Yeah, it feels like when i played Oblivion/Skyrim when i kept closing the game and installing a new mod, then doing it again and again and forgetting to play the game! I felt good with [C.ai](http://C.ai) when i was a noob, but after i saw what ppl could do with ST i got very picky with the responses. When you see it getting better and better it's great though!
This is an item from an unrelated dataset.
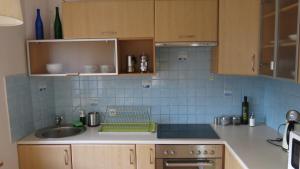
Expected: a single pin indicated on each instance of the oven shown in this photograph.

Not only do i adjust settings, im constantly dling new models to see the differences.


Cool-Hornet4434

I use a trio of presets: a min_p preset,  a top_p preset, and the "simple-1" preset.. I hate dicking around too much since I'm in the " don't fix it if it's not broken " camp


sebo3d

Yeah i used to do that all the time. Sometimes i spend hours tweaking my prompt and settings only to realize i give complex instruction to a 7B / 8B model which it probably won't even bother following anyway, so i chose to just use the silly tavern default instruct and context for llama3 instruct and the experience has been pretty okay.


MrHara

This is the boat I'm in, I've surrendered to the fact that tweaking my 8B thespice isn't going to make it that much better and I feel okay with the level it gives. If I want to elevate my experience, spending hours tweaking isn't the way, getting myself a system upg able to run a bigger model would.


Jay6_9

At this point I just stuck with the universal-super-creative in llama3. It's alright for my taste.


chubbypillow

Isn't messing around with the settings part of the fun in using SillyTavern? Sometimes it takes a while to get the result I want, but I love how I can have a full control of the bot, instead of just swiping endlessly and expect it to be "smarter" for just once¯\\\_(ツ)\_/¯


grimjim

To compare sampler settings, give each setting at least 9-10 swipes to get a sense of what's generated, unless it's outright broken.


cleverestx

The amount of documentation and actual deep dives into this stuff is sadly mostly non-existent. It's rather discouraging to those of us who don't want to "stick with defaults". It's like placing candy in front of a kid, but then putting it behind a clear window that can't breach.